Other examples, however, present more difficult, and thus more significant, questions.  For instance, to return to the problem of judicial authority, presidents and other governmental actors today tend to abide by Supreme Court decisions about constitutional meaning even if they were not parties to the case addressing the question, but it seems doubtful to me that they are constitutionally required to do so.  By contrast, I do think presidents and other actors are bound by judgments within a court’s jurisdiction to which they were parties—but even that view is contested.  To the extent I am right about that, we may well confront the challenge in the years ahead of finding ways to enforce the rule that presidents are bound by judgments, even if it is no longer politically feasible to maintain the norm that presidents abide by all Supreme Court decisions.

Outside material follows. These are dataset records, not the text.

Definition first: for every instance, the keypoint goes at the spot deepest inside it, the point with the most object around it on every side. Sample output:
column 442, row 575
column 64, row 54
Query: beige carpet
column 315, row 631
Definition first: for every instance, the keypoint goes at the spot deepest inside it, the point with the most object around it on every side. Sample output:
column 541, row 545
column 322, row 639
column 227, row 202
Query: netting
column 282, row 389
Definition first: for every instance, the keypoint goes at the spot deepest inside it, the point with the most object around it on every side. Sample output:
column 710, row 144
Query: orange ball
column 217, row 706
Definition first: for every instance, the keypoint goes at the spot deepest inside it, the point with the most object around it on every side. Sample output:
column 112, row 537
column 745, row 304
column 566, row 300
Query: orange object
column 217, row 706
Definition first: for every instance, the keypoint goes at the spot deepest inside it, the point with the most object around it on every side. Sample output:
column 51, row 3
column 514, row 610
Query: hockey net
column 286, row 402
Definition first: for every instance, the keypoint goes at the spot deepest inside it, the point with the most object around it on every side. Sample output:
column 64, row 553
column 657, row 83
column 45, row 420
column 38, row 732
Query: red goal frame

Another example, which I have addressed at length in this article, involves funding constraints on the executive branch.  Given past delegations and accumulated executive powers, congressional control over appropriations has emerged as a central constraint on the executive branch.  Yet presidents, by the same token, have been chafing at the bit, offering ever grander claims of executive authority to defy such funding constraints.  My article addresses at length when such executive claims are valid and when they are not, but in a moment of crisis—which might well come soon if Democrats win control of the House in November—preserving the system of checks and balances may well depend on finding ways to enforce some principled view of the two branches’ relative powers, even if the dispute is not justiciable in court.

I do not at the moment have any clear answer to this conundrum, although in my work on appropriations (and elsewhere) I have tried to model what a principled approach to determining relative inter-branch authorities might look like.  In this moment of great partisan stress, the risk of the bottom falling out should give us all pause.  If nothing else, it should encourage commentators to take a far-sighted view on structural questions and temper the public’s increasing focus on immediate policy outcomes.  We can torch the furniture of norms and conventions that has made our constitutional home a comfortable place to live, but setting fire to the structure itself would be quite another matter.